Ada kebiasaan unik dalam keluarga Satmoko. Kendati anak-anak mereka sudah dewasa dan memiliki jabatan bergengsi, tetap ada tradisi meminta restu orang tua via telepon, surat, atau bertemu langsung jika akan menghadapi masalah penting. Istilahnya dalam bahasa Jawa adalah disuwuk atau dicium ubun-ubunnya. Kemudian didoakan dan mengucapkan pepatah Jawa yang berbunyi ‘rawe-rawe rantas malang-malang putung’ (segala sesuatu yang merintangi untuk mencapai tujuan harus disingkirkan),ungkap pejabat yang energik dan berpenampilan menarik itu. Ia mencontohkan, hal tersebut dilakukan ketika kakaknya akan menikahkan anak dan ujian profesor. Dengan disuwuk orang tua, secara psikologis mereka merasakan energi positif yang membawa aura baik. Sayang, Sri Mulyani bersaudara kini tidak dapat melanjutkan tradisi itu lagi, karena kedua orang tuanya telah wafat (sang ayah pada 25 Desember 2006 dan sang bunda pada 11 Oktober 2008).
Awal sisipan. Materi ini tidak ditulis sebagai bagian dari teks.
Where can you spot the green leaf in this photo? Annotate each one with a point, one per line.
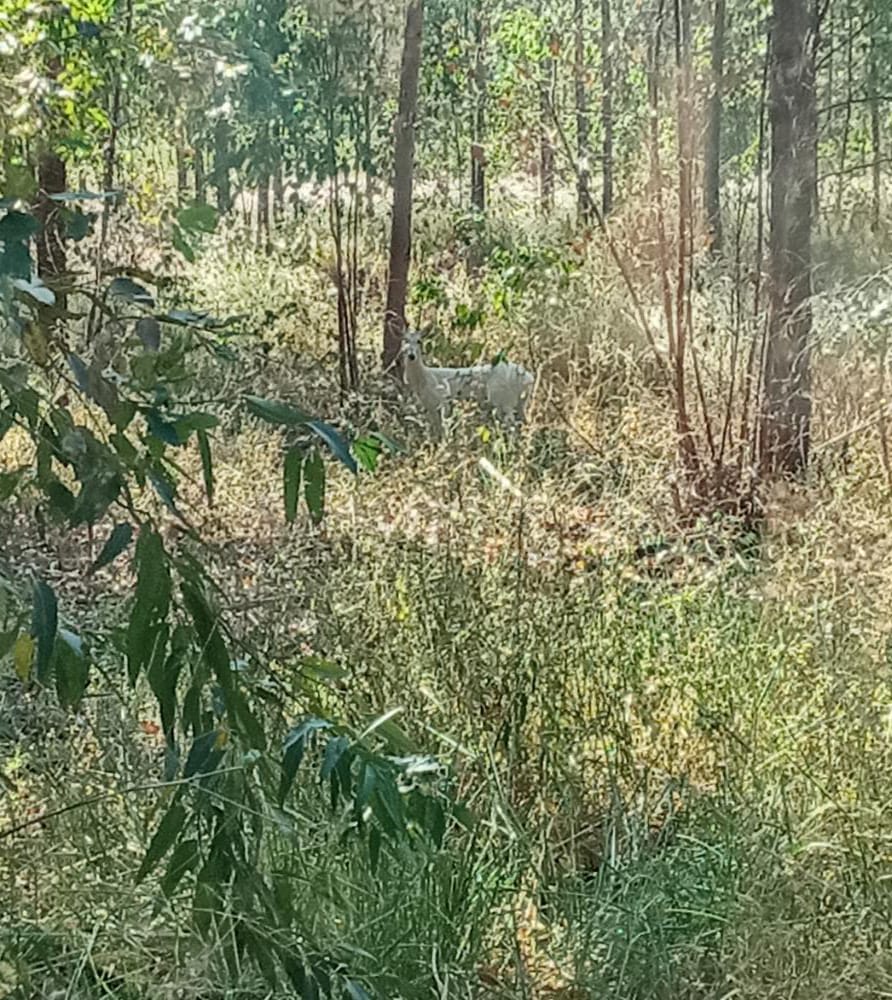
(314, 485)
(71, 669)
(147, 632)
(202, 320)
(365, 786)
(164, 488)
(334, 750)
(367, 450)
(293, 465)
(15, 260)
(20, 182)
(207, 468)
(210, 637)
(9, 482)
(199, 217)
(69, 196)
(355, 991)
(374, 848)
(44, 621)
(295, 746)
(196, 421)
(276, 413)
(184, 858)
(115, 544)
(182, 244)
(162, 429)
(126, 288)
(36, 290)
(77, 225)
(7, 641)
(204, 754)
(463, 816)
(335, 442)
(167, 832)
(81, 372)
(163, 674)
(148, 330)
(16, 227)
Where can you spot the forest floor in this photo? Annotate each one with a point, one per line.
(678, 742)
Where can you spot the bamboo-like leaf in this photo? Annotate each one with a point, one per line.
(115, 544)
(293, 465)
(165, 835)
(314, 485)
(44, 622)
(207, 467)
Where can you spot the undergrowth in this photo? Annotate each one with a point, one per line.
(676, 744)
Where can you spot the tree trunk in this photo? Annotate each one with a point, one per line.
(221, 166)
(198, 170)
(403, 171)
(714, 132)
(546, 147)
(263, 227)
(182, 174)
(875, 138)
(478, 155)
(847, 120)
(51, 259)
(606, 109)
(278, 193)
(583, 126)
(786, 413)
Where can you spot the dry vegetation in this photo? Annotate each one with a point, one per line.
(677, 742)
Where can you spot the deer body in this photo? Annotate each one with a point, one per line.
(503, 387)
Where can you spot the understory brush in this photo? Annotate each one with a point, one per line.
(673, 746)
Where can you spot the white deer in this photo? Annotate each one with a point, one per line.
(503, 387)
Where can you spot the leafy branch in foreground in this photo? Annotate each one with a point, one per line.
(108, 425)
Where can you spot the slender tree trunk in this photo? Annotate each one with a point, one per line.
(403, 171)
(478, 154)
(182, 174)
(198, 171)
(221, 166)
(51, 257)
(786, 413)
(606, 109)
(546, 147)
(847, 119)
(278, 193)
(713, 153)
(52, 178)
(263, 224)
(583, 125)
(875, 137)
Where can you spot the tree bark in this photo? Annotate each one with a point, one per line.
(478, 155)
(583, 125)
(52, 178)
(182, 174)
(786, 412)
(546, 147)
(847, 120)
(713, 152)
(198, 171)
(221, 166)
(875, 137)
(606, 109)
(403, 171)
(263, 226)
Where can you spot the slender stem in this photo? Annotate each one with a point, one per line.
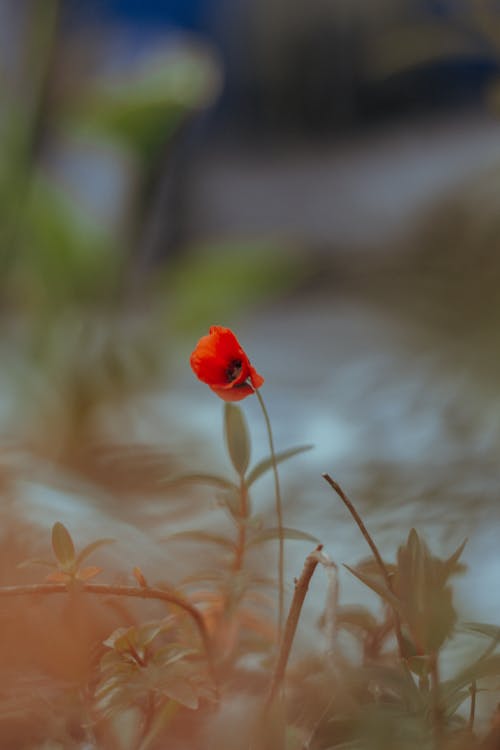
(43, 589)
(242, 527)
(472, 712)
(437, 714)
(279, 516)
(301, 586)
(376, 554)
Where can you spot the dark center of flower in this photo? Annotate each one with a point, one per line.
(234, 369)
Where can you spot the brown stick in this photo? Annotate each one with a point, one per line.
(103, 589)
(301, 586)
(376, 554)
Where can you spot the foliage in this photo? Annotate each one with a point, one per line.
(217, 642)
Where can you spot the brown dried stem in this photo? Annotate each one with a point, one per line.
(376, 554)
(301, 587)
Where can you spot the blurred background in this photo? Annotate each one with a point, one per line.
(320, 175)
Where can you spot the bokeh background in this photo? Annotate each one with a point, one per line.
(323, 177)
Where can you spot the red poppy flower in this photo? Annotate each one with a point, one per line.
(221, 363)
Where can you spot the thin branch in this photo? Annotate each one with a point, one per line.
(472, 712)
(301, 586)
(437, 712)
(376, 554)
(103, 589)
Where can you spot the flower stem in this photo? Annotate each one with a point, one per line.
(279, 515)
(242, 527)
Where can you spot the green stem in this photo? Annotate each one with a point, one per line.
(279, 516)
(242, 527)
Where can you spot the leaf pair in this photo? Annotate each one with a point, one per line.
(67, 565)
(420, 594)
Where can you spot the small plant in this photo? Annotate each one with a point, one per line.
(220, 639)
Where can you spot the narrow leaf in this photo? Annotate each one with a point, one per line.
(90, 548)
(201, 536)
(237, 438)
(63, 546)
(264, 465)
(212, 480)
(274, 533)
(36, 561)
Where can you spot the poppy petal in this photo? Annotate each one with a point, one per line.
(233, 394)
(220, 361)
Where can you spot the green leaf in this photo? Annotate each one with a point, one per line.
(237, 437)
(90, 548)
(201, 536)
(356, 618)
(274, 533)
(484, 667)
(63, 546)
(200, 478)
(264, 465)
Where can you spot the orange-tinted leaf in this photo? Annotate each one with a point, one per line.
(63, 546)
(58, 577)
(264, 465)
(85, 574)
(36, 561)
(139, 577)
(274, 533)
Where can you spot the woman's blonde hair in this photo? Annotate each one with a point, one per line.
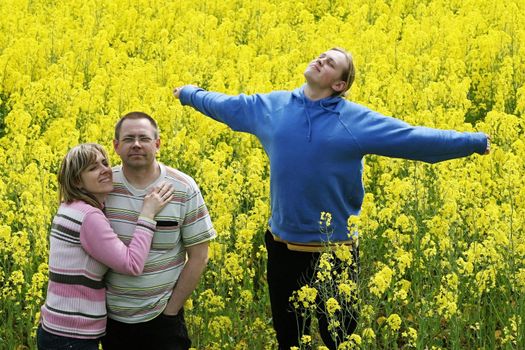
(74, 163)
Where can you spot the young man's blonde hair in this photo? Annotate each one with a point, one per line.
(349, 72)
(74, 163)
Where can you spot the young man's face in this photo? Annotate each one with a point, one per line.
(326, 71)
(137, 144)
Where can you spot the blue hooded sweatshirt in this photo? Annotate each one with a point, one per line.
(316, 151)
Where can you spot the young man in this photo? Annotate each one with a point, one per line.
(145, 312)
(315, 141)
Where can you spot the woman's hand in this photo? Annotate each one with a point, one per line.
(157, 199)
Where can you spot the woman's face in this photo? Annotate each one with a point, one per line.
(97, 178)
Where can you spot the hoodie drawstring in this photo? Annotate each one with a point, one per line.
(308, 119)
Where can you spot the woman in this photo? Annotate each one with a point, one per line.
(83, 247)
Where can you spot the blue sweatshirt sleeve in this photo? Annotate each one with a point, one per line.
(241, 113)
(387, 136)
Sri Mulyani bangga terhadap kedua orang tuanya. Bapak dan Ibu Satmoko tentu juga bangga dengan putri ketujuhnya itu. Maklum, nilai-nilai hidup yang mereka ajarkan diterapkan Sri Mulyani dalam mengemban tugas negara. Setidaknya, ajaran prinsip hidup untuk tidak mengambil hak orang lain dibuktikannya dengan keberanian memberantas korupsi di departemen yang dipimpinnya. Kalau kita mau anak buah kita tidak korupsi, kita harus contohkan jangan korupsi,  ujar Sri Mulyani, yang mengisi waktu senggang dengan berwisata kuliner dan berkaraoke bersama keluarga. Selain itu, ia tidak mau mentang-mentang jadi menteri bisa sembarangan memasukkan orang yang tidak qualified ke Departemen Keuangan.
Meski dibesarkan dalam keluarga Jawa yang mempunyai banyak batasan, Sri Mulyani membebaskan putra-putrinya dalam memilih profesi. Saya tidak mendoktrinasi anak-anak berdasarkan tujuan spesifik tertentu. Yang penting, anak-anak diberi nilai-nilai umum, karena pada akhirnya anak tersebut telah ada takdirnya sendiri seperti yang direncanakan Tuhan. Selain itu, kita harus bisa menjadi tempat bagi anak-anak untuk berdiskusi, kata istri Tony Sumartono ini. Pasutri ini dikaruniai tiga putra-putri: Dewinta Illinia (20 tahun), kini kuliah di Australia jurusan perdagangan dan hukum; Adwin Haryo Indrawan (16 tahun), siswa SMA Al Azhar; dan Luqman Indra Pambudi (13 tahun), siswa SMP Lab School.